The k-fold cross-validation procedure must first be defined. We will use repeated stratified 10-fold cross-validation, which a best practice for classification.Repeated means that the
whole cross-validation procedure is repeated multiple times, three in this case. Stratified means
that each group of rows will have the relative composition of examples from each class as the
whole dataset. We will use k = 10 or 10-fold cross-validation. This can be achieved using the
RepeatedStratifiedKFold which can be configured to three repeats and 10 folds, and then
using the cross val score() function to perform the procedure, passing in the defined model,
cross-validation object, and metric to calculate, in this case, accurac

In [None]:
# naive data preparation for model evaluation with k-fold cross-validation
from numpy import mean
from numpy import std
from sklearn.datasets import make_classification
from sklearn.model_selection import cross_val_score
from sklearn.model_selection import RepeatedStratifiedKFold
from sklearn.preprocessing import MinMaxScaler
from sklearn.linear_model import LogisticRegression
# define dataset
X, y = make_classification(n_samples=1000, n_features=20, n_informative=15, n_redundant=5,
random_state=7)
# standardize the dataset
scaler = MinMaxScaler()
X = scaler.fit_transform(X)
# define the model
model = LogisticRegression()
# define the evaluation procedure
cv = RepeatedStratifiedKFold(n_splits=10, n_repeats=3, random_state=1)
# evaluate the model using cross-validation
scores = cross_val_score(model, X, y, scoring='accuracy', cv=cv, n_jobs=-1)
# report performance
print('Accuracy: %.3f (%.3f)' % (mean(scores)*100, std(scores)*100))

Accuracy: 85.300 (3.607)


In this case, we can see that the model achieved an estimated accuracy of about 8.300 percent. Which we know is incorrect given the data leakage allowed via data preparation procedure.
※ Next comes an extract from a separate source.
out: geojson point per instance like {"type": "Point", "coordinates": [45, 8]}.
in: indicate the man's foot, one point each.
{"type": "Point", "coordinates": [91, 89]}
Now, let's evaluate the model with cross-validation and avoid data leakage.

## Cross Validation Evaluation With Correct Data Preparation

The evaluation procedure changes from simply and incorrectly evaluating just the model
to correctly evaluating the entire pipeline of data preparation and model together as a single
atomic unit. This can be achieved using the Pipeline class. This class takes a list of steps
that define the pipeline. Each step in the list is a tuple with two elements. The first element is
the name of the step (a string) and the second is the configured object of the step, such as a
transform or a model. The model is only supported as the final step, although we can have as
many transforms as we like in the sequence.

In [None]:
# correct data preparation for model evaluation with k-fold cross-validation
from numpy import mean
from numpy import std
from sklearn.datasets import make_classification
from sklearn.model_selection import cross_val_score
from sklearn.model_selection import RepeatedStratifiedKFold
from sklearn.preprocessing import MinMaxScaler
from sklearn.linear_model import LogisticRegression
from sklearn.pipeline import Pipeline
# define dataset
X, y = make_classification(n_samples=1000, n_features=20, n_informative=15, n_redundant=5,
random_state=7)
# define the pipeline
steps = list()
steps.append(('scaler', MinMaxScaler()))
steps.append(('model', LogisticRegression()))
pipeline = Pipeline(steps=steps)
# define the evaluation procedure
cv = RepeatedStratifiedKFold(n_splits=10, n_repeats=3, random_state=1)
# evaluate the model using cross-validation
scores = cross_val_score(pipeline, X, y, scoring='accuracy', cv=cv, n_jobs=-1)
# report performance
print('Accuracy: %.3f (%.3f)' % (mean(scores)*100, std(scores)*100))


Accuracy: 85.433 (3.471)


Running the example normalizes the data correctly within the cross-validation folds of the evaluation procedure to avoid data leakage

We have seen here that there is an improvement in the predictive accuracy from 85.300 percent to about 85.433 percent. This example demonstrate that data leakage may impact the estimate of model performance and how to correct data leakage by correctly perform data preparation after the data is split.